O cálculo foi feito não por brasileiros, mas por um instituto norte-americano, o IFPRI (sigla em
inglês para Instituto de Pesquisa
sobre Política Mundial de Alimentação).
Por essas contas, se os países industrializados concordarem em
derrubar o muro protecionista
que ergueram em torno de seus
produtores rurais, o Brasil aumentará a renda do seu próprio
campo em US$ 2,258 bilhões por
ano, enquanto o aumento líquido
do comércio agrícola será de
US$ 4,262 bilhões.
Pena que nem o chefe da delegação brasileira, o chanceler Celso
Amorim, acredite em uma vitória
plena, a ponto de já estar falando
em uma "Cancún 2", ou seja, uma
nova reunião ministerial, no início de 2004, para, aí sim, fechar a
negociação agrícola.
Reuniões ministeriais são a instituição de cúpula da Organização
Mundial do Comércio, a única,
portanto, que é autorizada a tomar decisões.

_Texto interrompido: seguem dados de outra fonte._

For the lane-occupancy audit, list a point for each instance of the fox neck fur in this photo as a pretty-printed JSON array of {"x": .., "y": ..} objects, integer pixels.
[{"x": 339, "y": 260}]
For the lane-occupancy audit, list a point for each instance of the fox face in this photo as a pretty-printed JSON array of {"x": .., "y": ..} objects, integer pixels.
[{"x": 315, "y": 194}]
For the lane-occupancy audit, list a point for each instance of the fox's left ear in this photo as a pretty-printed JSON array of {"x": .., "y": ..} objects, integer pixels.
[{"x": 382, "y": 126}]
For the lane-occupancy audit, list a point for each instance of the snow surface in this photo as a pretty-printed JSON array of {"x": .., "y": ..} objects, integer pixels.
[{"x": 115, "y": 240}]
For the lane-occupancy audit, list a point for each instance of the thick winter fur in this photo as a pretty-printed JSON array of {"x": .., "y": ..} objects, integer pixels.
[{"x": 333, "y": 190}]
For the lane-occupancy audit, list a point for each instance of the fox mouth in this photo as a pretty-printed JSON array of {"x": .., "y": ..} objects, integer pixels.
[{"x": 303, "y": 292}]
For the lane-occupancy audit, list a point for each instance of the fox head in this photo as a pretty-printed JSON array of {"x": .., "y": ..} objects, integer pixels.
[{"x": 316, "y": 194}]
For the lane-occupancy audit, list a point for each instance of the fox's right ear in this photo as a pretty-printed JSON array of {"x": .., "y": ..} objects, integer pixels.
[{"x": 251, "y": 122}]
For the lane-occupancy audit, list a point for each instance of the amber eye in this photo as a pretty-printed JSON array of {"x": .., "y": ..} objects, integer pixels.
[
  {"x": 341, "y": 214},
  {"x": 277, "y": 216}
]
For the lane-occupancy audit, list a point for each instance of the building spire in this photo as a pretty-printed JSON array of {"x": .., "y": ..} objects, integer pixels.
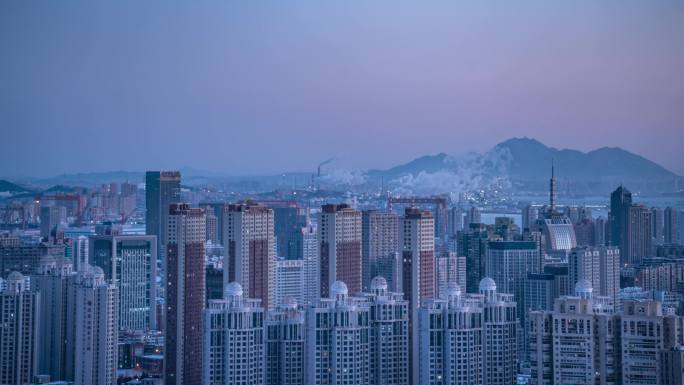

Já se sabe que o encontro de
Cancún na próxima semana não
produzirá números sobre a liberalização agrícola, que passou a
ser o tema dominante e, por extensão, o que condiciona avanços
em qualquer outra área da megapauta de negociação.
Amorim vê duas hipóteses para
o desfecho de Cancún: a mais otimista "não tem os números, mas
tem o potencial de ser preenchida
com números favoráveis" em
uma hipotética "Cancún 2".
A mais pessimista também não
tem números, mas cria "uma
equação que não pode ser preenchida com bons números".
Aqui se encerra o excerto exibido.